Volvió la cara hacia el Niño Dios y con el alma le dijo: Mi niño querido, mi único consuelo en esta vida, ilumináme lo que he de hacer pa' arreglar esto. Mándales aplicación y formalidá a estos niños, pa' que yo pueda seguir en mi escuelita, pa' que pueda conseguir el pan nuestro de cada día; pa’que no tenga que pedilo. No me dejés de tu mano, niño adorado.

Y aquí siguieron varios padrenuestros y otras oraciones.

La señá Vicenta, maravillada al comprender que la escuela había salido sin que ella diese el aviso de ordenanza, entró a informarse de la novedad, y en cuanto vio al Maestro tan cariacontecido y con señales de haber llorado, murmuró, como hablando consigo misma: –Es’es que est’enfermo.

–Ello no, hija; estaba aburrido y largué muy ligero; pero no tengo nada.

–En la prenuncia se le ve qu’est’enfermoso. ¡Y se acerca a la cama y le pasa la mano por frente y cabeza!.

–¡Qué achaque he de tener! No sea embelequera. Es que hoy me ha agarrao el flato (El Tullido, como toda la gente del pueblo en Antioquia, decía siempre flato por tristeza).

–Eso sí’stá malo –replica la viejecita arreglándole la colcha– porque como yo lo vea siempre contento, lo demás ai va.

–Eso se me pasa, hija. ¿No ha visto, pues, que yo siempre estoy tan alegre?

–Pues por eso me choca verlo asina. Tal vez es que tiene mucha de la fatiga con toíta la bulla que han hecho hoy esos muchachos. Voy a trele la comidita.

Y salió.

¡Esta sí era la que se iba a ir para el cielo con todo y ropa! ¡Valiente mujer! Toda la vida bregando con un tronco de carne tirado en una cama, y siempre con el mismo modo y siempre con el mismo cariño, sin descuidarlo un momento... cuando otras por ahí... casadas con hombres alentados y buenos mozos... Él, siempre era muy malo cuando no le agradecía a Dios esa mujer que le dio. Era mucho el purgatorio que iba a chupar por su poca conformidad, por su mucho desagradecimiento.

En tantos años de sufrir, no recordaba El Tullido haber experimentado una angustia como la de ese día, y nunca las notas de su desgracia le parecieron tantas y tan lamentables.

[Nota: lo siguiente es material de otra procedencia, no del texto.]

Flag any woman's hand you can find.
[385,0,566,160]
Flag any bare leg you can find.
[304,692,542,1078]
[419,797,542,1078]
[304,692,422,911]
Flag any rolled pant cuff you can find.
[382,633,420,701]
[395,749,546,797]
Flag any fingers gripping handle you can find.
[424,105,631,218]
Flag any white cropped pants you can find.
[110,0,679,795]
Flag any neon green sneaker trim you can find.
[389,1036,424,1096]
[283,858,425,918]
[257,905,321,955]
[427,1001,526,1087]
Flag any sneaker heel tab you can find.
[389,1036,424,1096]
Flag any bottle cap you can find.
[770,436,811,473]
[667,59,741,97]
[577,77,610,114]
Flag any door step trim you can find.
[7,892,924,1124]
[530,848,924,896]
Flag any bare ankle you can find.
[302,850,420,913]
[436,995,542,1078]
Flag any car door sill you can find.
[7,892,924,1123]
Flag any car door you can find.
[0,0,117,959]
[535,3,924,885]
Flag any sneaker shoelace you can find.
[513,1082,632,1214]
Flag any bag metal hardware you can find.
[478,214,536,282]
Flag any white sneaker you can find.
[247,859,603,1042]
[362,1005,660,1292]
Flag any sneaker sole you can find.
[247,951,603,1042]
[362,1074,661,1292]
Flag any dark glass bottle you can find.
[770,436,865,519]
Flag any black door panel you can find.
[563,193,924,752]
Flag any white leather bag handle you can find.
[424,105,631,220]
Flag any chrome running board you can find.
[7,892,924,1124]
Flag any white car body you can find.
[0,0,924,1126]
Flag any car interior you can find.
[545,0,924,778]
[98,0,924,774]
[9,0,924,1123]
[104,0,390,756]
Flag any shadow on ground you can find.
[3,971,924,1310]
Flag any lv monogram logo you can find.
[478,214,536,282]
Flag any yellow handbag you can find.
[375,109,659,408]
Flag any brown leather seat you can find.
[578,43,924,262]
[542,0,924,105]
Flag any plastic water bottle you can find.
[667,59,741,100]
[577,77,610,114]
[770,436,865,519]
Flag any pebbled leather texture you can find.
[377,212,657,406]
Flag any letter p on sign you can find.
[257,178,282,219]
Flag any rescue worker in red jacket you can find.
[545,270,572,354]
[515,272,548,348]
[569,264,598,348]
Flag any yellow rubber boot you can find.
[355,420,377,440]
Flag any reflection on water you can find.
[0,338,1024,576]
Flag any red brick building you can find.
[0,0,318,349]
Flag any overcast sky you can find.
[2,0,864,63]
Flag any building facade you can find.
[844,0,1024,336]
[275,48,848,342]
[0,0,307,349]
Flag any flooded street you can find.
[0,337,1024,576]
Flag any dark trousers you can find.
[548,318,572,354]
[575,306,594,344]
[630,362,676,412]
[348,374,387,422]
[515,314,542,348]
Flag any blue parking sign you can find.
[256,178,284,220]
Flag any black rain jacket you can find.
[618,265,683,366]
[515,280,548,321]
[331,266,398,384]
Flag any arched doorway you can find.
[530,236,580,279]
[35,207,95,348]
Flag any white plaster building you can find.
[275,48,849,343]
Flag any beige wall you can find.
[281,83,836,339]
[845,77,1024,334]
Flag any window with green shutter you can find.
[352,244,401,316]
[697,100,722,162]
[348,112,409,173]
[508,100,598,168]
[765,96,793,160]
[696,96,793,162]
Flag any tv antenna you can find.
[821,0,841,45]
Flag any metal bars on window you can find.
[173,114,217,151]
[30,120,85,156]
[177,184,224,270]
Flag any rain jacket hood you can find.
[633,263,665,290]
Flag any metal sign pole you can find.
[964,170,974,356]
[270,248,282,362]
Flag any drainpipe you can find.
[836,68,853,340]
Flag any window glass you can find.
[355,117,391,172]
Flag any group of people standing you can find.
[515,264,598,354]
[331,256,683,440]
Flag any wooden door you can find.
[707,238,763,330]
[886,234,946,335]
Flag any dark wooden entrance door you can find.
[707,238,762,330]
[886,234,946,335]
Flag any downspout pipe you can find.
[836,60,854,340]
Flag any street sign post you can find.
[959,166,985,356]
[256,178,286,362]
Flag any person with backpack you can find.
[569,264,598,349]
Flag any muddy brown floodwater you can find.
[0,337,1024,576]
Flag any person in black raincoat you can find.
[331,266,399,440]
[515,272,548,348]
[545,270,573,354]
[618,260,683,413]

De ello sacó en limpio que era un hombre comido de pecados, a quien todavía le faltaba “mucho palo” para ponerse en buen punto de cristiano y aprender a conformarse con el querer de su Divina Majestad.

Esa tarde no dio escuela, sino que mandó llamar al cura quien, después de confesarlo, le aplicó todos los bálsamos y unturas espirituales del caso, aleccionándolo, además, sobre el modo como debía obrar con los Perjuicios, los cuales, por descontado, figuraron no poco en este largo parlamento.

 

V

 

Amaneció aquel lugar envuelto en niebla tan espesa, que entre las cocineras que madrugaron a coger el agua en los chorros de la esquina del Cabildo, hubo choque y quebrazón de ollas y calabazos. El Sacristán, arrebujado en su bayetón, y en su manteo, el Cura, hicieron sonar los zuecos en las empedradas aceras y tocaron  a misa; más de un perro, hecho una rosca, tiritaba por ahí contra alguna puerta; las vacas, echando vaho por todo el cuerpo, reclamaban sus crías en los cercados; éstas contestaban desde adentro, pero nadie salía a los ordeños; parajitos cantores no se oyeron, sino que la lora del Cura, después de pedir repetidas veces al lorito real que sacara la pata, entonó el Santo Dios con lengua más estropajosa que de costumbre. Despeinadas y flechudas, se andaban por todas partes las gallinas, escarba que más escarba, comadreando si Dios tenía qué; en tanto que unos puercos protestaban de la argolla y de la horqueta con gruñidos de amenaza, hociqueo en las paredes, estregamiento contra las esquinas.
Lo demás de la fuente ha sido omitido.